Let $P_0, P_1, P_2$ be the vertices of a given triangle. I'm interested in finding $K$ points $P_3, P_4, .... P_{K+2}$ that lie inside the triangle and minimize the total distance given by the expression $\sum_{i=3}^{K+2} \sum_{j=0, j \neq i}^{K+2} (P_i - P_j)^2 $.
This is basically the sum of distances of points $P_3, P_4, .... P_{K+2}$ to all the other points.
When $K = 3$, the solution is the barycenter of the triangle. I'm interested in finding the solution using an analytical approach when $K > 3$.
EDIT: Distance should be $D = \sum_i min_{i\neq j}|| P_i - P_j||^2 $. The objective is to "maximally spread" the points inside the triangle as pointed out in the first answer. For that $D$ has to be maximized.
As stated the solution is just placing all points $P_i$ for $i \ge 3$ in the coordinates of barycenter $P_0 + P_1 + P_2 \over 3$.

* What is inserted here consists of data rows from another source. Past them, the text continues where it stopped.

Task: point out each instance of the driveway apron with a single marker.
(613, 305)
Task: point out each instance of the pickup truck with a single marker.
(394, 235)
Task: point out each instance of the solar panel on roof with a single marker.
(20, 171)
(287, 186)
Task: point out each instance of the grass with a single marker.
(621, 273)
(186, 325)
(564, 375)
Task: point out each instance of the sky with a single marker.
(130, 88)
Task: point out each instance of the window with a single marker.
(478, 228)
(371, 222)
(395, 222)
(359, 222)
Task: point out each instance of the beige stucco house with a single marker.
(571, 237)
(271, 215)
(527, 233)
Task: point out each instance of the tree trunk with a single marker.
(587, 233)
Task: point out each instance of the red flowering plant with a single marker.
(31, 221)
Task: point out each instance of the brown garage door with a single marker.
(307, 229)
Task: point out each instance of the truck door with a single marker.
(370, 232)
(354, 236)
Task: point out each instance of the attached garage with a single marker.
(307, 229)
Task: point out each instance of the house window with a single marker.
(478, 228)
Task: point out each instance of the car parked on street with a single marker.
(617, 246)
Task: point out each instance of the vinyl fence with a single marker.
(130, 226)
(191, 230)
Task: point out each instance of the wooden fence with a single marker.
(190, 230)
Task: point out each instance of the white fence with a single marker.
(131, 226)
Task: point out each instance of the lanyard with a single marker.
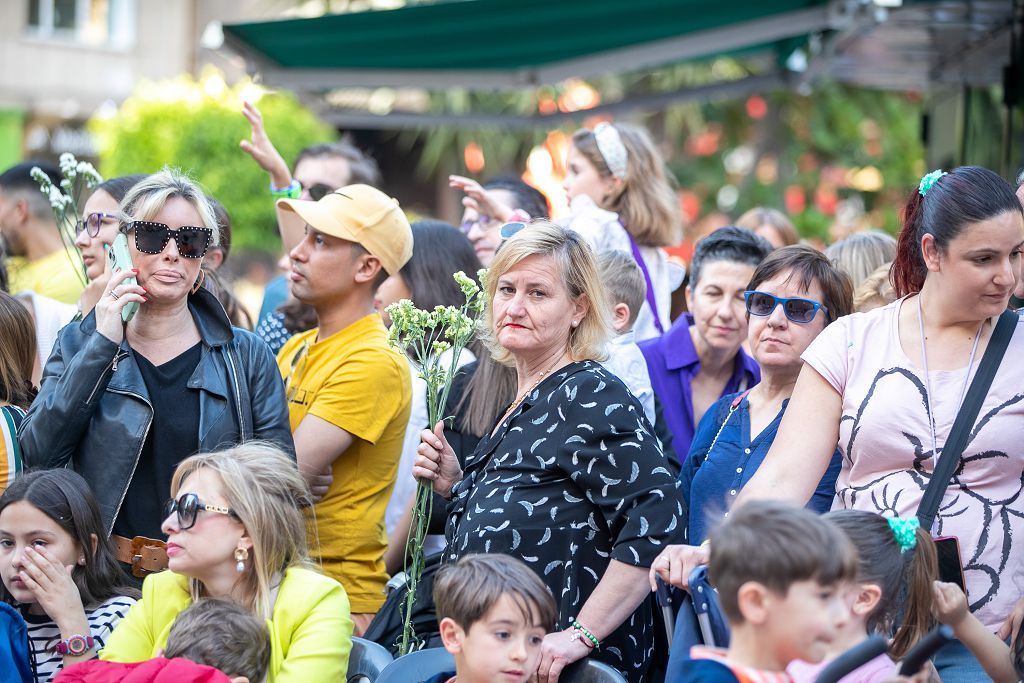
(646, 275)
(928, 381)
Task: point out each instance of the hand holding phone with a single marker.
(120, 259)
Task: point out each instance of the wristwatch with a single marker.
(75, 646)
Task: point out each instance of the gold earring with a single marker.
(199, 281)
(241, 555)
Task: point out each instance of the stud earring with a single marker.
(241, 555)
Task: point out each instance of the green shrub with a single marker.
(196, 125)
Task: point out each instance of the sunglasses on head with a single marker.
(187, 507)
(93, 222)
(798, 310)
(509, 229)
(317, 190)
(153, 238)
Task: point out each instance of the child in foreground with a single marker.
(212, 641)
(58, 569)
(895, 574)
(778, 570)
(494, 612)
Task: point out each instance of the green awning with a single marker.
(516, 43)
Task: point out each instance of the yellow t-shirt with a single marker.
(58, 275)
(353, 380)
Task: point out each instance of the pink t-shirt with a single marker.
(887, 449)
(879, 669)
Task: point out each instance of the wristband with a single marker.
(292, 191)
(75, 646)
(583, 631)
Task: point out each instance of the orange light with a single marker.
(473, 158)
(757, 108)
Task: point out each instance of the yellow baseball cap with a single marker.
(361, 214)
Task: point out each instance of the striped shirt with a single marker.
(44, 634)
(10, 451)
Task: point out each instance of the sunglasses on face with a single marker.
(798, 310)
(317, 190)
(153, 238)
(93, 222)
(187, 507)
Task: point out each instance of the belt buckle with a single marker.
(137, 545)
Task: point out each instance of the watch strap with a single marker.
(76, 645)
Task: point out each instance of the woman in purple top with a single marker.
(699, 359)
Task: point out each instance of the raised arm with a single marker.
(804, 445)
(261, 148)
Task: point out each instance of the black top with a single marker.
(572, 479)
(173, 435)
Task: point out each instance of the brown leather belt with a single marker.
(144, 555)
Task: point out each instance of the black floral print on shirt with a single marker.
(572, 479)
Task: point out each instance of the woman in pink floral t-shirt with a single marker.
(865, 388)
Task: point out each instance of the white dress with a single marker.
(603, 231)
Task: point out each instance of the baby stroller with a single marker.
(701, 622)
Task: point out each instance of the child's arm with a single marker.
(992, 653)
(55, 592)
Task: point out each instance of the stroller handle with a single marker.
(853, 658)
(925, 648)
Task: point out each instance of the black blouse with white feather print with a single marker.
(572, 479)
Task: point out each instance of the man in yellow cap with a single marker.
(348, 391)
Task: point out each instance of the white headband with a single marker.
(609, 143)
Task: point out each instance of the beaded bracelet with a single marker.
(581, 629)
(292, 191)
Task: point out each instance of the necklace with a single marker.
(928, 380)
(521, 397)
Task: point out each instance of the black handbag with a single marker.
(385, 630)
(961, 431)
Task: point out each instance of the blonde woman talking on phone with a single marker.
(123, 403)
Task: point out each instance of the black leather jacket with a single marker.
(93, 411)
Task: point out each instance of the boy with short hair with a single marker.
(210, 634)
(778, 571)
(494, 613)
(627, 290)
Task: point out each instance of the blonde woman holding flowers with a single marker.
(570, 470)
(123, 403)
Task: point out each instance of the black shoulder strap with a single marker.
(961, 430)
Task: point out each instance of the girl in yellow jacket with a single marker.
(236, 530)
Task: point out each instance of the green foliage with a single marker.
(197, 126)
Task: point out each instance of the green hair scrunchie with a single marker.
(905, 531)
(929, 180)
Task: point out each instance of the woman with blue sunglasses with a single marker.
(793, 296)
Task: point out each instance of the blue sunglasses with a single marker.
(798, 310)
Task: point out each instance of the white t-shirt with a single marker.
(627, 363)
(602, 231)
(887, 449)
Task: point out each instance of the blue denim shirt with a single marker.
(712, 480)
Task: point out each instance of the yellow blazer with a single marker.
(310, 628)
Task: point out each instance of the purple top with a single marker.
(673, 361)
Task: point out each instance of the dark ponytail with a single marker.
(905, 578)
(966, 195)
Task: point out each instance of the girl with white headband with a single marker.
(621, 200)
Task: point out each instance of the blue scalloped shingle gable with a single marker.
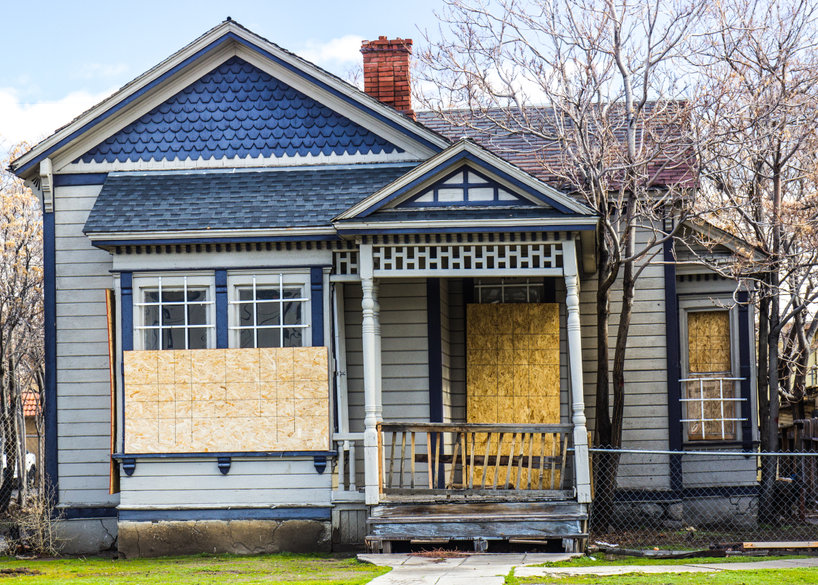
(237, 110)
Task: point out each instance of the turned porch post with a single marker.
(370, 331)
(581, 463)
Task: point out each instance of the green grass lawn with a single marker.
(210, 569)
(600, 559)
(759, 577)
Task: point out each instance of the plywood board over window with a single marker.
(513, 362)
(709, 356)
(223, 400)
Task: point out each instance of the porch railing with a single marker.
(437, 458)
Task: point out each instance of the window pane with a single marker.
(450, 194)
(292, 337)
(173, 314)
(173, 338)
(481, 194)
(267, 294)
(246, 338)
(196, 296)
(292, 313)
(268, 313)
(197, 315)
(151, 315)
(151, 339)
(198, 338)
(173, 296)
(269, 337)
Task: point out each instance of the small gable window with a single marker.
(465, 187)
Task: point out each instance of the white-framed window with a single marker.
(269, 309)
(174, 312)
(711, 400)
(509, 290)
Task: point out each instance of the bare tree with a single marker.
(760, 103)
(21, 306)
(593, 88)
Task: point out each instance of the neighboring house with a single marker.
(277, 307)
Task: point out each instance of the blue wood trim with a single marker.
(221, 309)
(457, 159)
(745, 329)
(50, 350)
(80, 179)
(224, 240)
(470, 230)
(434, 336)
(216, 455)
(317, 305)
(673, 361)
(126, 294)
(82, 513)
(294, 513)
(201, 52)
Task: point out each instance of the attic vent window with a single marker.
(465, 187)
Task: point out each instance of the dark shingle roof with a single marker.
(237, 110)
(673, 164)
(257, 199)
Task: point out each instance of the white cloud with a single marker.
(342, 51)
(31, 122)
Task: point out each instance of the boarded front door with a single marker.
(513, 376)
(513, 363)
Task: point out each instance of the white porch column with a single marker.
(581, 463)
(370, 331)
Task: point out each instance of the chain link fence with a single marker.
(702, 499)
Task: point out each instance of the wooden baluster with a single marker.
(510, 459)
(391, 460)
(471, 461)
(519, 481)
(564, 455)
(497, 462)
(454, 459)
(486, 460)
(402, 457)
(554, 459)
(429, 459)
(412, 461)
(530, 459)
(438, 449)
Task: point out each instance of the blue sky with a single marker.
(63, 57)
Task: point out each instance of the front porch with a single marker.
(514, 476)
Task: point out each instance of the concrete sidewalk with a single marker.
(491, 569)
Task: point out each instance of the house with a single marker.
(283, 314)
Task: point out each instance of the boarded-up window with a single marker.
(710, 389)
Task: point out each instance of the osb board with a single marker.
(513, 369)
(215, 400)
(708, 338)
(708, 334)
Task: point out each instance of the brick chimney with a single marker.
(386, 72)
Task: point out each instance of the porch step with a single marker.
(510, 521)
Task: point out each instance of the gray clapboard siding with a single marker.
(186, 483)
(82, 272)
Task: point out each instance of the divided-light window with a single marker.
(174, 313)
(270, 310)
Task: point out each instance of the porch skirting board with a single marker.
(151, 533)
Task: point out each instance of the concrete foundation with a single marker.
(152, 539)
(87, 536)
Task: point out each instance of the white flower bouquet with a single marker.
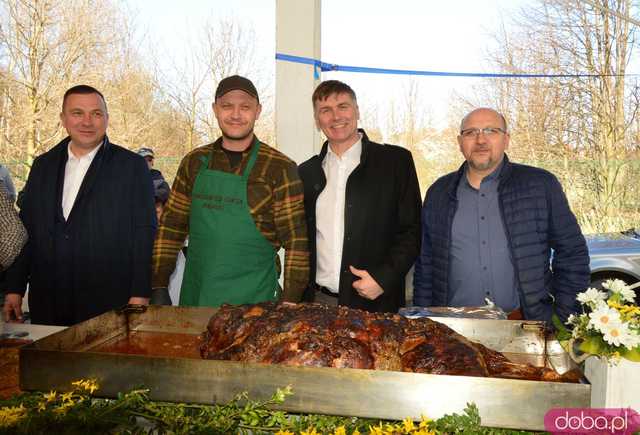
(609, 325)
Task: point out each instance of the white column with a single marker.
(297, 34)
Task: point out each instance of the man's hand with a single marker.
(12, 309)
(135, 300)
(366, 286)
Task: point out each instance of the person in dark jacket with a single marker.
(13, 236)
(362, 204)
(161, 188)
(499, 230)
(88, 209)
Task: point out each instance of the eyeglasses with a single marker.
(487, 131)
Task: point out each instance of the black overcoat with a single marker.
(101, 255)
(381, 221)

The problem is more interesting if you want to maximize the sum of distances of each extra point from the set of all other points while keeping all of them inside the triangle (i.e. you want to "maximally spread" them in the triangle).
In other words if you want to maximize
$$ S = \sum_i \min_{i \ne j} \left|P_i - P_j\right|^2 $$
while keeping all points $P_i$ for $i \ge 3$ inside the triangle $P_0, P_1, P_2$.
This problem seems similar to the circle packing problem and therefore I highly doubt there is a known closed form analytical solution (circle packing is a currently open problem even for the simpler case of circles inside a circle).